Rosângela Rennó
http://www.rosangelarenno.com.br/bibliografia/pt
ALZUGARAY, Paula. “Rosângela Rennó: o artista como narrador”. São Paulo: Paço das Artes, 2004. Folder de exposição [exhibition folder].
Rosângela Rennó: o artista como narrador / Paula Alzugaray
Com uma obra voltada para as relações de intertextualidade entre a fotografia, o texto, o vídeo e o cinema, Rosângela Rennó aplica sobre textos o mesmo sistema de trabalho que opera sobre imagens. Ao manipular uma fotografia, retira-lhe o contraste ou altera-lhe a cor, de modo a criar uma opacidade que dificulte sua legibilidade. Nos trabalhos com textos jornalísticos, incide cortes, eliminando referências geográficas, temporais e identitárias. Molda-os de acordo com o interesse de torná-los aptos a representar não apenas um acontecimento, ou um personagem, mas qualquer um.
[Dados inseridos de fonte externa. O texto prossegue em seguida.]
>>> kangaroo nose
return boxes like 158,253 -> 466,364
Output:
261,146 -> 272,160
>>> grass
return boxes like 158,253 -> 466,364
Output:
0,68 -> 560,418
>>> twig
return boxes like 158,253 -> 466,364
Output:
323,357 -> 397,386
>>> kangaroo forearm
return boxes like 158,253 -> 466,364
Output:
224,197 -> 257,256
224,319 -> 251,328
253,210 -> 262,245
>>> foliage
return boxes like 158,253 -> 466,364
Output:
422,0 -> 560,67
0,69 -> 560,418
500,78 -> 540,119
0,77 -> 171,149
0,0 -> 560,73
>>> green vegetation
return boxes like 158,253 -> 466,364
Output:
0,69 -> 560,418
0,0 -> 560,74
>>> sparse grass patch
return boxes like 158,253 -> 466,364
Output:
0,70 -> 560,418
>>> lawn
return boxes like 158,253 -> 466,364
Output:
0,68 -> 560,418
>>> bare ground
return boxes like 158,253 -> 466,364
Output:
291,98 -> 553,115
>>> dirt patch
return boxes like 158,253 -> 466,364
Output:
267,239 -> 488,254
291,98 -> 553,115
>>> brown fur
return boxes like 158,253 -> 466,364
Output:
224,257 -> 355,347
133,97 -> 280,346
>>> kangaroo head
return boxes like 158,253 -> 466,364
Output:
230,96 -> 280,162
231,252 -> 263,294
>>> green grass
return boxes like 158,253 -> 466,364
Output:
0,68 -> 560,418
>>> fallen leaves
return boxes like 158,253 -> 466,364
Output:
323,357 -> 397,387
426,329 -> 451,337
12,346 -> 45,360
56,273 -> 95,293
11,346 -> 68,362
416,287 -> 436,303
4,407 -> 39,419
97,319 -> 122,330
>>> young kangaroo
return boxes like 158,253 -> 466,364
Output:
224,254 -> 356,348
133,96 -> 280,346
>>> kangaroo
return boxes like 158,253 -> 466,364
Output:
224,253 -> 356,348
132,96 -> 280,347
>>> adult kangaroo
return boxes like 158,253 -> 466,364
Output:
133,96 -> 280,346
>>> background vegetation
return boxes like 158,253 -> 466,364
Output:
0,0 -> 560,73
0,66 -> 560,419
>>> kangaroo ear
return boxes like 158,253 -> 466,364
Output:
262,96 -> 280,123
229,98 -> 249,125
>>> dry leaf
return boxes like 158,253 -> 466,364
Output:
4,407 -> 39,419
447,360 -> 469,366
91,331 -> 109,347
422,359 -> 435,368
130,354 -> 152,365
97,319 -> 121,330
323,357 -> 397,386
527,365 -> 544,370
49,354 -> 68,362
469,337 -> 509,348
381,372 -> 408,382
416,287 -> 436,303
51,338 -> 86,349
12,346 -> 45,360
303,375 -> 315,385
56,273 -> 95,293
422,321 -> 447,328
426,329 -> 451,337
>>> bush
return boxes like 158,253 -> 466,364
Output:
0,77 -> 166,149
Seu Arquivo universal, assim como o vídeo Espelho diário e outros trabalhos que exploram narrativas, são inventários de documentos apagados e reescritos. Ao reduzir a condição “jornalística” do texto, a artista proporciona-lhe uma abertura narrativa que o aproxima da ficção. A alteridade verificada pela obra de Rosângela Rennó é, portanto, uma coletividade anônima, sem identidade precisa. Suas operações de redução transformam imagem e texto em espaços brancos, potencialmente preenchidos pelo espectador. O que era notícia de jornal tornase espelho. “Para mim, os brancos e as amnésias são mais interessantes que a memória”, diz ela.
(…)
Assim como a fotografia brasileira contemporânea esgotou sua função de captar a alma e desvendar a identidade do brasileiro, o cinema documental, em crise, ou pós-crise, também procura se afastar dos tipos brasileiros paradigmáticos da sociologia ¬– o camponês, o favelado, o índio, o seringueiro, o operário ¬–, mirando uma ampliação de seu espectro de identidades. O vídeo Espelho diário (2001), em que a artista Rosângela Rennó interpreta os papéis de dezenas de mulheres de nome Rosângela, introduz ao rol de arquétipos identitários brasileiros tipos correntes e nada óbvios, agregando frescor e perplexidade a um campo minado por previsibilidades. Entre elas, a policial loura burra, a pombagira, a presa, a retirante, a assassinada, a mãe solteira favelada, a mãe de 33 filhos, a mulher bem-amada, a noiva, a menina abusada, a dona de casa classe média, a perua e ¬– uma das categorias mais exploradas pelos meios de comunicação – a vítima de morte violenta.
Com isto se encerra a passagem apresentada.